Upcoming fifth-generation (5G) networks need to support novel ultrareliable and low-latency (URLLC) traffic that utilizes short packets. This requires a paradigm shift as traditional communication systems are designed to transmit only long data packets based on Shannon’s capacity formula, which poses a challenge for system designers. To address this challenge, this article relies on an unmanned aerial vehicle (UAV) and a reconfigurable intelligent surface (RIS) to deliver short URLLC instruction packets between ground Internet-of-Things (IoT) devices. In this context, we perform passive beamforming of RIS antenna elements as well as nonlinear and nonconvex optimization to minimize the total decoding error rate and find the UAV’s optimal position and blocklength.

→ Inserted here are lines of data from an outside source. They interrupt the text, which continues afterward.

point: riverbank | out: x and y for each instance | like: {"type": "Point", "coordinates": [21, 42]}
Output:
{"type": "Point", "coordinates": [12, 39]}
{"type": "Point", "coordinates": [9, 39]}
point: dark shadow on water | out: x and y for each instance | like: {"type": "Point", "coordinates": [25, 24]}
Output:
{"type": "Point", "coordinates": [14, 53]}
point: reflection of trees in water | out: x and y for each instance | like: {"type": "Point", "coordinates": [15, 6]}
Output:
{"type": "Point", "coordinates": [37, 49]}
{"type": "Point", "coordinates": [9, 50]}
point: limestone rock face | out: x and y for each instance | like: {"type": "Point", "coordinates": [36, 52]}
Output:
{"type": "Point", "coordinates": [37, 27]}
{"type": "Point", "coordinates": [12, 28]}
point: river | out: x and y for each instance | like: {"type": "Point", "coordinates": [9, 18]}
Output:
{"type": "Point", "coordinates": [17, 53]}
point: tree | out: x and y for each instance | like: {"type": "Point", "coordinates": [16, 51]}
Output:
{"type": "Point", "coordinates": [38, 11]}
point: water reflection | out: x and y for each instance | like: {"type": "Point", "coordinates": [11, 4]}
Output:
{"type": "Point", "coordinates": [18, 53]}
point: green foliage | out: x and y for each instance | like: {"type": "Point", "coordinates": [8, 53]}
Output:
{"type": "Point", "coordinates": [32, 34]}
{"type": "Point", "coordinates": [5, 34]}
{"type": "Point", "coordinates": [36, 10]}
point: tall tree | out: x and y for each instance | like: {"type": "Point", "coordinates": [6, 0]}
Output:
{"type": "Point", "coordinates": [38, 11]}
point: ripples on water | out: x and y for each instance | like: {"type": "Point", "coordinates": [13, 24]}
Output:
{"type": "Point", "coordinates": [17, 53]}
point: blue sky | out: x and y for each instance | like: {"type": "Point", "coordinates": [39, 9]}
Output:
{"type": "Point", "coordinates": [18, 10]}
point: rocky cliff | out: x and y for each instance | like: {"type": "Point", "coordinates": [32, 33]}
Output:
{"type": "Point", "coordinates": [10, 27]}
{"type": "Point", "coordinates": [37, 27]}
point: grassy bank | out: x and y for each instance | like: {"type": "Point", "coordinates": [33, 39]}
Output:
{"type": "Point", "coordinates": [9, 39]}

In this article, a novel, polytope-based method from the class of direct search methods (DSMs) named Nelder–Mead simplex (NMS) is used to solve the optimization problem based on its computational efficiency; in terms of lesser number of required iterations to evaluate objective function. The proposed approach yields better convergence performance than the traditional gradient-descent optimization algorithm and a lower computation time and equivalent performance for the blocklength variable as the exhaustive search. Moreover, the proposed approach allows ultrahigh reliability, which can be attained by increasing the number of antenna elements in RIS as well as increasing the allocated blocklengths. Simulations demonstrate the RIS’s performance gain and conclusively show that the UAV’s position is crucial for achieving ultrahigh reliability in short packet transmission.